What I’m Reading: July 2016

This month my book was The Signal and the Noise,  which I enjoyed enough that I’m doing a chapter by chapter contingency matrix series on it over at the other blog.

Sampling strategy and research design can sound really boring, until you blow through $1.3 billion dollars and have nothing to show for it. This article on the long slow death of the National Children’s Study should be assigned reading for anyone who ever wanted to know why it was so damn hard to get good research done.

Did you hear the one about all the Brexit voters furiously Googling “What is the EU?” after they voted to leave it? Yeah? That was pretty bogus. It was about 1000 people total, no one knows if their Googling was “furious”, how they voted, or if those people were even eligible to vote.

This article is from a few months ago, but it’s an interesting look at motivations and political bias. It turns out people do better on “political fact” tests when you offer them money for right answers than when they take them with no incentives.  The Volokh Conspiracy discusses implications for our understanding of political ignorance.

Also from a few months ago: the Quartz guide to bad data. More properly it might be called “guide to cleaning up your spreadsheet”. If you ever actually get a large data file and don’t know how to find potential problems before you analyze it, this is a good start.
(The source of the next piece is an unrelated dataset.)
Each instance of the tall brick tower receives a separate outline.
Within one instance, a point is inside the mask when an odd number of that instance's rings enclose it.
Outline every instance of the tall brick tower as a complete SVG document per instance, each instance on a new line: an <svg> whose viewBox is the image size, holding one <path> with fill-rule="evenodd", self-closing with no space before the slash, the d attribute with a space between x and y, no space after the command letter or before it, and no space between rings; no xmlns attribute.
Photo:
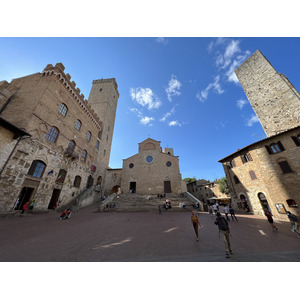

Another good guide is this list of data science books from Stitch Fix. Stitch Fix is an online personal stylist service that I just so happen to use to get most of my work clothes. They also have a REALLY active data science division that helps come up with clothing recommendations. Good stuff.

This is an interesting data visualization of the changing American obesity rates.

I actually listened to this one, but there was an interesting piece on Science Friday about “differential privacy” and response randomization. The transcript is available here,  and there’s some interesting discussion about honesty, privacy, and research in the big data era.